As are some of the totally artificial challenges. Not because they are always particularly challenging - if you live in the Peak, for example, the climbing ones tend to be a little meh - but because on those special grim northern winter days, they're sometimes the tiny weight that tips the balance.

Which means, sometimes, unexpectedly brilliant or just plain daft rides, like a Festive 500 inspired crossing of Cut Gate in fresh snow last December, which had nothing much to do with riding, but everything to do with just being outside.

Strava weaponry - cross bikes are quick as off road. Which just underlines the nonsense of the whole thing...
And oddly I like the kudos thing. Real kudos that is, not the knee-jerk stuff. It's just kind of sweet when one of your mates notices you've done something half decent. It's like a little wave from a distant hill. Not essential, but sort of entertaining.

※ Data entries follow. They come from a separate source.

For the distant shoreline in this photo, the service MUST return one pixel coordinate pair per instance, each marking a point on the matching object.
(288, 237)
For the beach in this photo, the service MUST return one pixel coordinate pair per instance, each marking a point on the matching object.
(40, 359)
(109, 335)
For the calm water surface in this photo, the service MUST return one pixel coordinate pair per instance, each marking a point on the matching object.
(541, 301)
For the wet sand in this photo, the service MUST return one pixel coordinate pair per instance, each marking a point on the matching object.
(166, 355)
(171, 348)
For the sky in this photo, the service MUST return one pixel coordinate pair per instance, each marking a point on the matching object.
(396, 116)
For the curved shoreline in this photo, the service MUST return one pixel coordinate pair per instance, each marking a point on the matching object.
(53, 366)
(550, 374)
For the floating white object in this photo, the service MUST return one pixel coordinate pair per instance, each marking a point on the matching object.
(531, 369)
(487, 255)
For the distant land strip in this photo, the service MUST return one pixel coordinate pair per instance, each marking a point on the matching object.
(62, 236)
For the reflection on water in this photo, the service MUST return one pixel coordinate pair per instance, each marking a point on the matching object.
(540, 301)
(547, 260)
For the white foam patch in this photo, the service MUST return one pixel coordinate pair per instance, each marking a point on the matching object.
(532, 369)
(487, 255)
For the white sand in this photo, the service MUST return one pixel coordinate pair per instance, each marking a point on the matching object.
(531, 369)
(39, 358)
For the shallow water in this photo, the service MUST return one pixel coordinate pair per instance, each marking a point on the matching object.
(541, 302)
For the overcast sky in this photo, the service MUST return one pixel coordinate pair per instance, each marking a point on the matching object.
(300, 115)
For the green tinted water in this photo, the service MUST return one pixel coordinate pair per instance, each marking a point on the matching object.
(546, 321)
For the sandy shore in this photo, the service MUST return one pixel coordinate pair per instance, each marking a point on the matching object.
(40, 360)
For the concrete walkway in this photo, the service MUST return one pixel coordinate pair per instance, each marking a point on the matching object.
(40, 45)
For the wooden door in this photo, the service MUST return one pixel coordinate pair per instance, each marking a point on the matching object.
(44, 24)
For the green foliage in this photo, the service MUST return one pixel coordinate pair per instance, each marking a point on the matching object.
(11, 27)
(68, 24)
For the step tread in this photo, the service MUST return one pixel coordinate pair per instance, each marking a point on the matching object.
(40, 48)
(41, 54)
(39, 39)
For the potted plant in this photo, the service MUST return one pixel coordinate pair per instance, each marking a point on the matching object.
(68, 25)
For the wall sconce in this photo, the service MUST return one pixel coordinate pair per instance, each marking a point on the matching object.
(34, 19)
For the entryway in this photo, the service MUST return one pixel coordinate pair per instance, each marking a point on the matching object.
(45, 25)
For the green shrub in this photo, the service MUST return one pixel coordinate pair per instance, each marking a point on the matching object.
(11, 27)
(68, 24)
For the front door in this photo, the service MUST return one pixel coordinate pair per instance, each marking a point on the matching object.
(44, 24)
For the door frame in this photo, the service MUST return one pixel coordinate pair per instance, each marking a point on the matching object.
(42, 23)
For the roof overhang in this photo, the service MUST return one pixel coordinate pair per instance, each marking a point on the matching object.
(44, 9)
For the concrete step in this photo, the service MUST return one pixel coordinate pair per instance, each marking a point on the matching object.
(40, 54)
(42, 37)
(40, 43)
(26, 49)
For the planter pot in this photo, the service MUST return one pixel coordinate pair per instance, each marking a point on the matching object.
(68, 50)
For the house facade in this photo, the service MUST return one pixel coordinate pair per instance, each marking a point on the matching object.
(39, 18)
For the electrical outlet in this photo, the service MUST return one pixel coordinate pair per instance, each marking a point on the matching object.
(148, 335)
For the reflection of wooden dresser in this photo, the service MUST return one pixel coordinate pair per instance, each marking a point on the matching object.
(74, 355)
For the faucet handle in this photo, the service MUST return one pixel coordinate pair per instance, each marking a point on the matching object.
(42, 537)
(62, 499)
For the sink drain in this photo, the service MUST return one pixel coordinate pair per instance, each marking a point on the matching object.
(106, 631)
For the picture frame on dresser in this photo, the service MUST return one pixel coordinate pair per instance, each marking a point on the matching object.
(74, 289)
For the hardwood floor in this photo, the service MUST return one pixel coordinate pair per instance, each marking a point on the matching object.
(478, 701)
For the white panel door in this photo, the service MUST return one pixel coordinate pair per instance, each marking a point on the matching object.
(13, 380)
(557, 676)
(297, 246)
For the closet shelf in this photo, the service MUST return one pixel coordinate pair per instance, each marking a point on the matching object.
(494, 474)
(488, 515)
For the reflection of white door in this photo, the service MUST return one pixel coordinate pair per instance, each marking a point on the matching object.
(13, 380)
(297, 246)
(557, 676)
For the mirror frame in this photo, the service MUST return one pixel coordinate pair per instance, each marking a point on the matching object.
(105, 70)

I'm not that fussed about KOMs, but when I do get the occasional top ten place, usually by mistake, it does make me smile.

Ahem that'd be the end of Flow Field Switch Bitch on a quasi-commute then.
Ultimately, Strava I suppose, like a lot of things, is moulded by the user. It's what you want it to be. A training tool. A social thing. A personal challenge. A spur to getting out there. Or maybe just a source of gentle curiosity.

So there you go. Not under my own name though. Either of them.

Sunday, 26 October 2014

Improving Life For Local People

I was amused to see that Derbyshire County Council's latest corporate vehicle slogan reads 'Improving life for local people'.


As a 'local person' that gives me a nice warm feeling inside, except that DCC's idea of improving my life appears to include flattening some of my favourite local trails and covering them with gravel. At my expense as a tax payer, obviously. Aren't county councils brilliant.